O artigo aborda a conferência de Umberto Eco sobre o fascismo, destacando sua reflexão sobre as semelhanças entre os regimes autoritários passados e a atualidade. Eco analisa as características do fascismo e seu impacto na sociedade, enfatizando a importância de lembrar o passado para evitar a repetição de tragédias. A discussão inclui temas como liberdade de expressão, resistência, nacionalismo, e as táticas emocionais que ainda podem ser utilizadas por ideologias fascistas contemporâneas.

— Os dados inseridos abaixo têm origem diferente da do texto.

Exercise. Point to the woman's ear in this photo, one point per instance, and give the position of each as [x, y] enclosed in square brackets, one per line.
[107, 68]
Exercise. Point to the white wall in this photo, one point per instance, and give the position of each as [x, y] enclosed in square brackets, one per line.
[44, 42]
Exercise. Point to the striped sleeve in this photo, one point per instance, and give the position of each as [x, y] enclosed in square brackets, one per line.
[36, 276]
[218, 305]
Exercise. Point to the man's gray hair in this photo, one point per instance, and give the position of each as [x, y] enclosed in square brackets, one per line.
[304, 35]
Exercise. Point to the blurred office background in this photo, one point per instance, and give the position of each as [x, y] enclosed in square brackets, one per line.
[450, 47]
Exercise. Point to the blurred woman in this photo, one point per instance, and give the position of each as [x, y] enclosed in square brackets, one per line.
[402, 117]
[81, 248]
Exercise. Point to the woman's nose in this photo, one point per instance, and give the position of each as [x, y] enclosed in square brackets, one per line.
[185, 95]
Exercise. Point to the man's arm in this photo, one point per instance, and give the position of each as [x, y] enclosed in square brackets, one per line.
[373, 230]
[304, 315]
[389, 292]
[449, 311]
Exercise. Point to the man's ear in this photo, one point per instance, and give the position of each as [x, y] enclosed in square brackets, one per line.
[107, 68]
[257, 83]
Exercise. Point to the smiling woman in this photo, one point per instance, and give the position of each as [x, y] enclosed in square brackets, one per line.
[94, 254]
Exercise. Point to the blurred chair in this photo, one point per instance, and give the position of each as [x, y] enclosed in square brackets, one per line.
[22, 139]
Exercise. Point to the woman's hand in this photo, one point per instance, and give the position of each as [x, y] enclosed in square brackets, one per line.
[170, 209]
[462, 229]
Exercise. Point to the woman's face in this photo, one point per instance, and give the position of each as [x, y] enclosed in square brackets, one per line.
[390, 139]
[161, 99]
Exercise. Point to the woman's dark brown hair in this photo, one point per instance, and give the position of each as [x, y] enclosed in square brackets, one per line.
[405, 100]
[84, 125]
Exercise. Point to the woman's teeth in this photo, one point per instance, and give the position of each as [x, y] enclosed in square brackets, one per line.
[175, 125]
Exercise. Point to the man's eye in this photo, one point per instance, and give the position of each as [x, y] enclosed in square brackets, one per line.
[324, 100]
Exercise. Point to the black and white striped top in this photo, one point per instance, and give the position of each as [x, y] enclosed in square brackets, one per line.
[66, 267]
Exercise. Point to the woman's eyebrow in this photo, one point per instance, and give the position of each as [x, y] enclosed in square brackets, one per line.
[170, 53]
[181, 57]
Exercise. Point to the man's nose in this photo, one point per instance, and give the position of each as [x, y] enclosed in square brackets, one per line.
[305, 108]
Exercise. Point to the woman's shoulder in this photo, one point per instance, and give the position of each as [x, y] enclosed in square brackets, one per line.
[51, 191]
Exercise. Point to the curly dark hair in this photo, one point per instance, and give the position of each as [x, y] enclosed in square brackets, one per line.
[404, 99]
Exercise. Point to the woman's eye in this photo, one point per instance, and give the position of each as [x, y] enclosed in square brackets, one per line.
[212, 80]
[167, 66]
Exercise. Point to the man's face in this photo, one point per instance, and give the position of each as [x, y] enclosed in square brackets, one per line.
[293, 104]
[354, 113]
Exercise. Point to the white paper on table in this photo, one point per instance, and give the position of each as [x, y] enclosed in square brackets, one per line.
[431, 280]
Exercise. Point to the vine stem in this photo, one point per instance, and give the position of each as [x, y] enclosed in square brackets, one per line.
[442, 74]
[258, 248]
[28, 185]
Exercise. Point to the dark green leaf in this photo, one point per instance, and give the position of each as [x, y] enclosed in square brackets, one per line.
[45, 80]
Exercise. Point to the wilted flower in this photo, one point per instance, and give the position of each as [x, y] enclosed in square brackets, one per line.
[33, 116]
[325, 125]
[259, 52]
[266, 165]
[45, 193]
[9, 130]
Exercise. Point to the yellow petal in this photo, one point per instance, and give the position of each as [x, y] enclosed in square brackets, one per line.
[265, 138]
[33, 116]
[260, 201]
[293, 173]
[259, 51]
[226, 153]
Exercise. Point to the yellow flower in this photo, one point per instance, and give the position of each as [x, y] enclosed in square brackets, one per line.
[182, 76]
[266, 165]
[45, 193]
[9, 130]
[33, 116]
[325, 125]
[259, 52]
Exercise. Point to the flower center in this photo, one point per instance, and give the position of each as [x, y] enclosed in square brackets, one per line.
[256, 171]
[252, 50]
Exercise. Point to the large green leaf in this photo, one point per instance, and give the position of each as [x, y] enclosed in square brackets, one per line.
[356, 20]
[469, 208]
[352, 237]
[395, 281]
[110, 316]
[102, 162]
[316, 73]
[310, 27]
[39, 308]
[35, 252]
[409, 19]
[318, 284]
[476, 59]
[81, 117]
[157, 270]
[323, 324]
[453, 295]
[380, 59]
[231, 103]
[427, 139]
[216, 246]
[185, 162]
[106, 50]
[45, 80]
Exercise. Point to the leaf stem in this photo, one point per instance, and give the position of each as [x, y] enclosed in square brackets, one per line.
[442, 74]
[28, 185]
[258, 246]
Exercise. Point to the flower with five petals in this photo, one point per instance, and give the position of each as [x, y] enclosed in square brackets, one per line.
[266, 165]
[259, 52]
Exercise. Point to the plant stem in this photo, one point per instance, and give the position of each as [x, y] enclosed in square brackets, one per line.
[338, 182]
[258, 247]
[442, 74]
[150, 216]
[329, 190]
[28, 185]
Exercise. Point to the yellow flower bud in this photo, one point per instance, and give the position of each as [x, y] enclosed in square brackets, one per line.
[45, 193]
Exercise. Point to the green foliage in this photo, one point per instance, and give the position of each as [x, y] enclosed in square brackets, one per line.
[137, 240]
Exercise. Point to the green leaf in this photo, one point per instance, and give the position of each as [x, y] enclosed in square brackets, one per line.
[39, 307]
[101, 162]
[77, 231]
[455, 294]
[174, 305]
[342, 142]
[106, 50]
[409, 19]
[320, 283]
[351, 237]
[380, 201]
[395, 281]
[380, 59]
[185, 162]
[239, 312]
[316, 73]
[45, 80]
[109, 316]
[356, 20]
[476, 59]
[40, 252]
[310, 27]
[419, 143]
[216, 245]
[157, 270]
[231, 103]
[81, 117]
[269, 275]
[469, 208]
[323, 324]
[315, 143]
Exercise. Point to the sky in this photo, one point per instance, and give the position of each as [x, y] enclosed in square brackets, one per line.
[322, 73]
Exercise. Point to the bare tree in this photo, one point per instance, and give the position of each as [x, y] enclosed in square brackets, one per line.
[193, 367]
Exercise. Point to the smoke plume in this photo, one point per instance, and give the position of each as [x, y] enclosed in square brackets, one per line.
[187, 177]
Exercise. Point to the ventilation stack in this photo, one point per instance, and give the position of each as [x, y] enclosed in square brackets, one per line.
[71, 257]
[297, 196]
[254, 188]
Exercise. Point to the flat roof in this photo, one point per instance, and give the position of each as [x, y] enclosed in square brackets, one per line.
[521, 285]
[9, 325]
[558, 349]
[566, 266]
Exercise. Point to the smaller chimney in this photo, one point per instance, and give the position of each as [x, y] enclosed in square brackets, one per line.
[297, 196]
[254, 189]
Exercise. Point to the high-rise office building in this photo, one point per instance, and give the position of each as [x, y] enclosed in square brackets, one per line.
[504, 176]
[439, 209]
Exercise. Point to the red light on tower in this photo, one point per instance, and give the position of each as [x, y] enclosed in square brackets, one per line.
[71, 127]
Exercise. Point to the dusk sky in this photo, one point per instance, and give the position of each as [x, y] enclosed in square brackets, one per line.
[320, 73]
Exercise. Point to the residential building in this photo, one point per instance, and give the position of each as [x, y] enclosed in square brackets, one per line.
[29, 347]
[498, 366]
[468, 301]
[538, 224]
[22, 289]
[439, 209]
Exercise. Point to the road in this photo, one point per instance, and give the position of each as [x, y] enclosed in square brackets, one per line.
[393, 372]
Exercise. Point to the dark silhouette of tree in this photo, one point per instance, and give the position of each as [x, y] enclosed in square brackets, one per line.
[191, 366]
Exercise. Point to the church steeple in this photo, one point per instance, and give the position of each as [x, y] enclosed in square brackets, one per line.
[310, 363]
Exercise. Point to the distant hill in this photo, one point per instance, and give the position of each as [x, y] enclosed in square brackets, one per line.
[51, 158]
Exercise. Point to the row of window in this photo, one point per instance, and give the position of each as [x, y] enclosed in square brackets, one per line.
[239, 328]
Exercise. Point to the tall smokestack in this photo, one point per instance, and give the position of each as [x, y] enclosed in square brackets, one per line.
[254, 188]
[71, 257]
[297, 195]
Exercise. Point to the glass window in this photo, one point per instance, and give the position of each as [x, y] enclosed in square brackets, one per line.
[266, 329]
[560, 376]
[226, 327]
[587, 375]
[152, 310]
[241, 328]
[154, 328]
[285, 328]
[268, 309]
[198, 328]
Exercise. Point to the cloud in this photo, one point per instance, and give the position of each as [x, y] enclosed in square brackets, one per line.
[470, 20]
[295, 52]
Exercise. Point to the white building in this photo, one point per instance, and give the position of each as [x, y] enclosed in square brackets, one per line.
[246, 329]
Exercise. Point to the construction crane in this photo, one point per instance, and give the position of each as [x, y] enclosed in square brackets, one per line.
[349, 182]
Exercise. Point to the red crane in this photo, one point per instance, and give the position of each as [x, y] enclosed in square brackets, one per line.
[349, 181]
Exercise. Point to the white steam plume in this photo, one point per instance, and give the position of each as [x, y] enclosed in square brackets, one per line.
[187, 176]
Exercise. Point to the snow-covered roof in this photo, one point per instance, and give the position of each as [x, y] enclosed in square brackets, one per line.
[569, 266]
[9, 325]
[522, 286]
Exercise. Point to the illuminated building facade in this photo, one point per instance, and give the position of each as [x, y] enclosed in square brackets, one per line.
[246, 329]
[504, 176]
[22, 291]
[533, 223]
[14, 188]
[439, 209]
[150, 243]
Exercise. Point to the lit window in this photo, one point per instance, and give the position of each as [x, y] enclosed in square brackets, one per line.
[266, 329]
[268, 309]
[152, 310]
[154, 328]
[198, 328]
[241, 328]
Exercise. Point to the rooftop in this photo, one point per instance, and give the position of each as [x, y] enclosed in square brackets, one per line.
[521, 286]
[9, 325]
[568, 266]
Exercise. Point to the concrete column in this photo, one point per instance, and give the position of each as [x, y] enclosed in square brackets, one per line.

O artigo aborda a conferência de Umberto Eco, proferida em 1995, intitulada “O Fascismo Eterno”, onde ele discute temas relevantes e atemporais sobre o fascismo e sua relação com a sociedade contemporânea.
Eco inicia destacando a importância da liberdade de expressão como um meio para se libertar da retórica, refletindo sobre a Resistência ao nazifascismo e sua relevância moral e psicológica. O autor critica a repressão da memória histórica e enfatiza a necessidade de recordar o passado para evitar a repetição das tragédias. Ele também analisa a natureza do fascismo como uma ideologia sem filosofia própria, prevalecendo retóricas e arquétipos emocionais. Eco lista características que definem o fascismo, incluindo o culto à tradição, a ação pela ação sem reflexão crítica, a rejeição ao desacordo, o apelo às classes médias frustradas, o nacionalismo exacerbado, o espírito beligerante, o populismo qualitativo e a simplificação dos textos escolares.
Para Eco, o fascismo se apresenta sob novas formas e é um dever da sociedade desmascará-lo continuamente. A conferência é um alerta sobre a vigilância necessária contra o retorno de ideologias autoritárias em contextos modernos.
Tópicos do artigo
Principais pontos desenvolvidos no texto original
Principais tópicos abordados no artigo "Eco: 'o fascismo eterno'" por Rômulo de Andrade Moreira.
- Contextualização da palestra: A conferência de Umberto Eco em 1995, na Columbia University, refletindo sobre eventos históricos contemporâneos, especialmente após os ataques de Oklahoma City.
- Liberdade de expressão: Eco enfatiza que a liberdade de palavra deve se libertar da retórica, refletindo sobre a importância dessa ideia na postura de juristas e acadêmicos.
- A Resistência Italiana: Eco discute o impacto moral e psicológico da Resistência ao nazifascismo e a necessidade de lembrar o passado para evitar repetições trágicas.
- Características do fascismo: Enumerou características gerais que formam um "nebulosa fascista", destacando a ausência de uma filosofia própria no fascismo e sua adaptação a diferentes contextos.
- O papel da cultura: A crítica à ação irrefletida e ao desprezo pela cultura como forma de conter opiniões divergentes, citando a frase de Goebbels sobre a cultura.
- Classes médias frustradas: A análise do apelo do fascismo às classes médias, reforçando uma visão elitista e meritocrática.
- Nacionalismo exacerbado: A obsessão por conspirações internacionais e xenofobia como traços do fascismo.
- Populismo qualitativo: A concepção do povo como uma entidade monolítica e a relação com fenômenos contemporâneos como a internet e a TV.
- Limitação do pensamento crítico: A crítica à educação que usa uma linguagem simplista para restringir o raciocínio complexo e crítico.
- Conclusão de Eco: A advertência de que o fascismo pode ressurgir sob novas formas, sendo essencial identificar e denunciá-lo continuamente.